Question

I have a custom Popup that overlays part of my screen. When it is open, I want to disable tabbing into the UserControl behind it. I do not want to use the IsEnabled property because I do not want to gray out all the controls.

Is there another property that does the same thing? IsTabStop only prevents the tab from stopping on the UserControl itself, not it's children, and IsFocusable isn't a valid property for a UserControl.

Was it helpful?

Solution

Use the KeyboardNavigation.TabNavigation Attached Property with KeyboardNavigationMode.None on your container control.

KeyboardNavigation.TabNavigation="None"

OTHER TIPS

You can bind IsTabStop on the child controls to IsTabStop on the UserControl.

That way, you only have to set it once.

You could write an attached property that you would set in the top element.
That attached property would recursively set IsTabStop to false in all the child elements.

Let me know if you need any help getting this to work.

Just bind that property to the user control.

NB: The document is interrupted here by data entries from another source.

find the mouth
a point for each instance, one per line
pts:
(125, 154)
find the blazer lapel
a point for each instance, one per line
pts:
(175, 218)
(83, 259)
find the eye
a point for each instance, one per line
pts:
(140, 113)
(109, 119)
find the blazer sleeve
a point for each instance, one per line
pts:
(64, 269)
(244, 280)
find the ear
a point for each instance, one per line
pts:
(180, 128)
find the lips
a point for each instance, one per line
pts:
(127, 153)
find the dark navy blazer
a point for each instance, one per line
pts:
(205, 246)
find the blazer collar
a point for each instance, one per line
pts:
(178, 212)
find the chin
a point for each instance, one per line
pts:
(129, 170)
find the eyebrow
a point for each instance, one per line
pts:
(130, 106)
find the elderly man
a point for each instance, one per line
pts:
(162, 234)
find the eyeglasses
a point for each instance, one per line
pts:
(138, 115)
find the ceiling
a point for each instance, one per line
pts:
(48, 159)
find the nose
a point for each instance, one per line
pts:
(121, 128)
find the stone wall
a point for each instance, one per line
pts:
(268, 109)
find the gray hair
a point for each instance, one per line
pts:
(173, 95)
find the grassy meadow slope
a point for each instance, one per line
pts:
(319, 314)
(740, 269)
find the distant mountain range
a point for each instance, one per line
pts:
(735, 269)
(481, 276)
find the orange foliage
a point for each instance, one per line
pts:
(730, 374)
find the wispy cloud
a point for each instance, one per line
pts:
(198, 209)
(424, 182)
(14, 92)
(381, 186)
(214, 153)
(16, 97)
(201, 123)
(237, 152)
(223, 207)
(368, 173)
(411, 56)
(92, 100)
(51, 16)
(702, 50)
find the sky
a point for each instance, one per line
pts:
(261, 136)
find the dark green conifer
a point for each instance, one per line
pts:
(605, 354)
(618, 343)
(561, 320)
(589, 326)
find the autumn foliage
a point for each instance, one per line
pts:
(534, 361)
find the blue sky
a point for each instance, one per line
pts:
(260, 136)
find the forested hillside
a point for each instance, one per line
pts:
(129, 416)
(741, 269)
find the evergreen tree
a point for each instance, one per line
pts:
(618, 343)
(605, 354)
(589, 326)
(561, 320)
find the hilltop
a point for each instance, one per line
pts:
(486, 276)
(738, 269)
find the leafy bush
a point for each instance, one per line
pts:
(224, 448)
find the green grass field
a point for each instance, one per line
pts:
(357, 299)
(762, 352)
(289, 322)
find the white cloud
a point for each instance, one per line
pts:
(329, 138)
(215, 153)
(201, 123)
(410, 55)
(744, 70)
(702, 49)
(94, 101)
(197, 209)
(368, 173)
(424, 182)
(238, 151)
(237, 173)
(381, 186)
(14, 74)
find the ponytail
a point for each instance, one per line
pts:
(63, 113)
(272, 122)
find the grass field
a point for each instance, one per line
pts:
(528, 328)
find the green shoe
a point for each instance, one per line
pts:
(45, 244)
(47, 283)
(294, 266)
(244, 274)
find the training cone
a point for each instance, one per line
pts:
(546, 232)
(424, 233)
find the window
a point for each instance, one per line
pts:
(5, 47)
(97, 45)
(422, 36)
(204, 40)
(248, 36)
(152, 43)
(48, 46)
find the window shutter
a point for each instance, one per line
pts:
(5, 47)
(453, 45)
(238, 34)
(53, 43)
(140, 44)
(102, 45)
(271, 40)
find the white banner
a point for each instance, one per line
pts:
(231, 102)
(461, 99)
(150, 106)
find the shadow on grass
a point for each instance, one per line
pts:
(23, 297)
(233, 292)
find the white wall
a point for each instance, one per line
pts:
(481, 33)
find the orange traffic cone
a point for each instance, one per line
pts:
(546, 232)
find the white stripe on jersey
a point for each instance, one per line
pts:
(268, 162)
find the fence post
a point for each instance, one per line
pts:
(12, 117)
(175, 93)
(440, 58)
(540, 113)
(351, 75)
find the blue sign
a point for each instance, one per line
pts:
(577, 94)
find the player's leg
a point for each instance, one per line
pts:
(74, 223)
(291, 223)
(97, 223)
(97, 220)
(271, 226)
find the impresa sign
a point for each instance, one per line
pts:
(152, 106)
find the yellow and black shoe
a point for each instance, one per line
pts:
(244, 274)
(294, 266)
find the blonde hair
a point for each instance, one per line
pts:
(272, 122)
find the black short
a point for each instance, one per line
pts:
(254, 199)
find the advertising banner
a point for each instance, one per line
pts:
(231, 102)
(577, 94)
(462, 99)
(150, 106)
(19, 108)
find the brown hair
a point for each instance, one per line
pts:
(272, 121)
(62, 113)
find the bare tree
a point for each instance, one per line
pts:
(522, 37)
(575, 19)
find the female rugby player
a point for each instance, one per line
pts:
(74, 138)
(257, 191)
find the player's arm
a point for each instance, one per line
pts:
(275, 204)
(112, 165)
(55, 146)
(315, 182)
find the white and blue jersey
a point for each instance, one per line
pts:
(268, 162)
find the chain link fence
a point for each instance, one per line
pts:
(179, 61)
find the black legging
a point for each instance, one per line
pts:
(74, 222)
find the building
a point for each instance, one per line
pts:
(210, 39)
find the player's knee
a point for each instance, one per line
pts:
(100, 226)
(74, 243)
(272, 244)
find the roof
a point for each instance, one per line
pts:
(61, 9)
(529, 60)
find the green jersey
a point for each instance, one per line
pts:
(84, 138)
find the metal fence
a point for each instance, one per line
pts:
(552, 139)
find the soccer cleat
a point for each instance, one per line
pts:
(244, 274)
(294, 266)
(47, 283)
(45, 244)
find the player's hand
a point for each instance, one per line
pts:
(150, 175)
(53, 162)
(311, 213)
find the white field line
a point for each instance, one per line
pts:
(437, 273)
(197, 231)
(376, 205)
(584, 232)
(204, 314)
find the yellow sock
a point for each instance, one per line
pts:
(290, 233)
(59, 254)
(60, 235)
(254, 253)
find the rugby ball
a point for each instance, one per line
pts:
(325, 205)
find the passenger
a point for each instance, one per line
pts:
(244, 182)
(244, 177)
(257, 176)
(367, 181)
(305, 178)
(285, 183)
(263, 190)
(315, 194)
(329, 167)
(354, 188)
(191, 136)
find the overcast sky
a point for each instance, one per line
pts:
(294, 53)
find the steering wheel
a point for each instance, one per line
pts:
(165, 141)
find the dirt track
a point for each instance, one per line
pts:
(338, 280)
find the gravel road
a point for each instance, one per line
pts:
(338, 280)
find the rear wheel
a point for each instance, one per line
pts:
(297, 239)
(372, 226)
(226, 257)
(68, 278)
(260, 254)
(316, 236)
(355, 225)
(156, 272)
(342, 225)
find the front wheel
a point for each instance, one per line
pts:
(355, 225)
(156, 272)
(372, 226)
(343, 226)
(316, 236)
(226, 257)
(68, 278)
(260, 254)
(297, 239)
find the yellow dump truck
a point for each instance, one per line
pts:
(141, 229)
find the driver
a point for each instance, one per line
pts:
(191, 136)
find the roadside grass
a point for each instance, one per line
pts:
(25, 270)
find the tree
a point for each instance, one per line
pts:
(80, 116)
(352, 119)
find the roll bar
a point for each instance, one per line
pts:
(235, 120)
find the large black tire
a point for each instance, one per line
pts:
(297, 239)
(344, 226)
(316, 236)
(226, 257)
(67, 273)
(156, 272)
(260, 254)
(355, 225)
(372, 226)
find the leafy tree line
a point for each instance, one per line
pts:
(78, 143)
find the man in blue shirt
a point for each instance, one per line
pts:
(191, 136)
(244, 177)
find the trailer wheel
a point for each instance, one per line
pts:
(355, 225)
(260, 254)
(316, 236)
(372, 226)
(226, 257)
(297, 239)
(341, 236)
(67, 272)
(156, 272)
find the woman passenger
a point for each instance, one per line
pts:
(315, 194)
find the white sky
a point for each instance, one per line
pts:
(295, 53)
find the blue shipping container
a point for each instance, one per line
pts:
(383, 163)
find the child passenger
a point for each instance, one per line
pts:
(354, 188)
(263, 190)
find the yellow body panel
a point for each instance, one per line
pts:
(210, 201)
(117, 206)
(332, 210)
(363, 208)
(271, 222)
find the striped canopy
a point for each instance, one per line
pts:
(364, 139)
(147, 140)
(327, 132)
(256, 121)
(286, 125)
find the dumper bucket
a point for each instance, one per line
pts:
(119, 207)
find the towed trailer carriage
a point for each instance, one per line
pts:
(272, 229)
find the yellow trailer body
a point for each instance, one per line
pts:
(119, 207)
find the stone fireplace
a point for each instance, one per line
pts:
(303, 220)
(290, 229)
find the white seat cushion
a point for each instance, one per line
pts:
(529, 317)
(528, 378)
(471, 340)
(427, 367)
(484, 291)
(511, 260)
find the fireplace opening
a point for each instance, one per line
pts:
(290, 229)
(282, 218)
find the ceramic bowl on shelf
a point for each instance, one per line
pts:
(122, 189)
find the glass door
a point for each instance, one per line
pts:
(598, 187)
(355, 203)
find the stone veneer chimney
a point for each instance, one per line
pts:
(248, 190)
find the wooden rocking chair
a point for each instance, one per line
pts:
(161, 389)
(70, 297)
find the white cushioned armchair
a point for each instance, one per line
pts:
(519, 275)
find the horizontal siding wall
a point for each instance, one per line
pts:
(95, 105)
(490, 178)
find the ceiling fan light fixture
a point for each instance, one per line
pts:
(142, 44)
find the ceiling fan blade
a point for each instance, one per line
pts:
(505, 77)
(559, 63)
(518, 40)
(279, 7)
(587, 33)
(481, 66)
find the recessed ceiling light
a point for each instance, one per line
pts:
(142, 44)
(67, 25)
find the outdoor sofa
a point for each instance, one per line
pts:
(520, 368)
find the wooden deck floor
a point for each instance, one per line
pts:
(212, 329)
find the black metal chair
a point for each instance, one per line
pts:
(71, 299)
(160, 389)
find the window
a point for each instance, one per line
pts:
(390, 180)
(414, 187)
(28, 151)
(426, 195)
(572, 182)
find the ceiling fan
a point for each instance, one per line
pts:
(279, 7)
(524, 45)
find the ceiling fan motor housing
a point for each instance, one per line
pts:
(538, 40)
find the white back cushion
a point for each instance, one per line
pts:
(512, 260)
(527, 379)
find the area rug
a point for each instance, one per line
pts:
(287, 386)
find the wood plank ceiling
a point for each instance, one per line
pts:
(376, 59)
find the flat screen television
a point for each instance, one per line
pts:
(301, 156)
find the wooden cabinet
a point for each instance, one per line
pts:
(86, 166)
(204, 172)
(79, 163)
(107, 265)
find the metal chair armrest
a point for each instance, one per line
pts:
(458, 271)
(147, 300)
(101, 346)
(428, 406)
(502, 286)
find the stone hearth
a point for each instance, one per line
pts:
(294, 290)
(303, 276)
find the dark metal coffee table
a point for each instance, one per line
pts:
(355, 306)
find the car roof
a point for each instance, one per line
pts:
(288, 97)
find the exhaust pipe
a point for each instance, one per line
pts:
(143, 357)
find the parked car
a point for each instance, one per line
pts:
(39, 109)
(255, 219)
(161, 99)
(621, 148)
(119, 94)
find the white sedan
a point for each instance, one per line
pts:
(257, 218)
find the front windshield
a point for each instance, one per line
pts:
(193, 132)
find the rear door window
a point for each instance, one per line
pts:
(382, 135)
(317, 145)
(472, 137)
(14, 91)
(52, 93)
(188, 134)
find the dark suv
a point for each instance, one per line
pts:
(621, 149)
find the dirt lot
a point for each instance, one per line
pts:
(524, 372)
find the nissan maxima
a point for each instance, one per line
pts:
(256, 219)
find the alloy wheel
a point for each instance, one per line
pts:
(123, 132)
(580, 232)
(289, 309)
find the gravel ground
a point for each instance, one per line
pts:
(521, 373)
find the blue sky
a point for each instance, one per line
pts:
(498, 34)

    <UserControl x:Class="PDV.UserControls.InputField"
                 xmlns="http://schemas.microsoft.com/winfx/2006/xaml/presentation"
                 // etc... then:                     
                 x:Name="Root" KeyboardNavigation.TabNavigation="Local" >

        <Grid>
           <TextBox Name="textBox"  
                TabIndex="{Binding Path=TabIndex, ElementName=Root}" 
                IsTabStop="{Binding Path=IsTabStop, ElementName=Root}"  />                
        </Grid>
    </UserControl>

The solution with KeyboardNavigation.TabNavigation="None" seems to bubble up to all other parent containers in my case. This is maybe not wanted in some scenarios. So I came up with a PreviewKeyDown-Event in code behind like this:

    private void OnPreviewKeyDown(object sender, KeyEventArgs e)
    {
        if (e.Key == Key.Tab)
        {
            ((Control)sender).Focus(); 
            e.Handled = true;
        }
    }

This worked for me:

// ...

var applicationWindow = Application.Current?.MainWindow;
if (applicationWindow != null)
{
    KeyboardNavigation.SetIsTabStop(
        element: applicationWindow, 
        isTabStop: false);

    KeyboardNavigation.SetTabNavigation(
        element: applicationWindow, 
        mode: false);
}

// ...

Note: it is good to have a backup plan for restoring the Keyboard navigation in case if the above is needed only temporarily.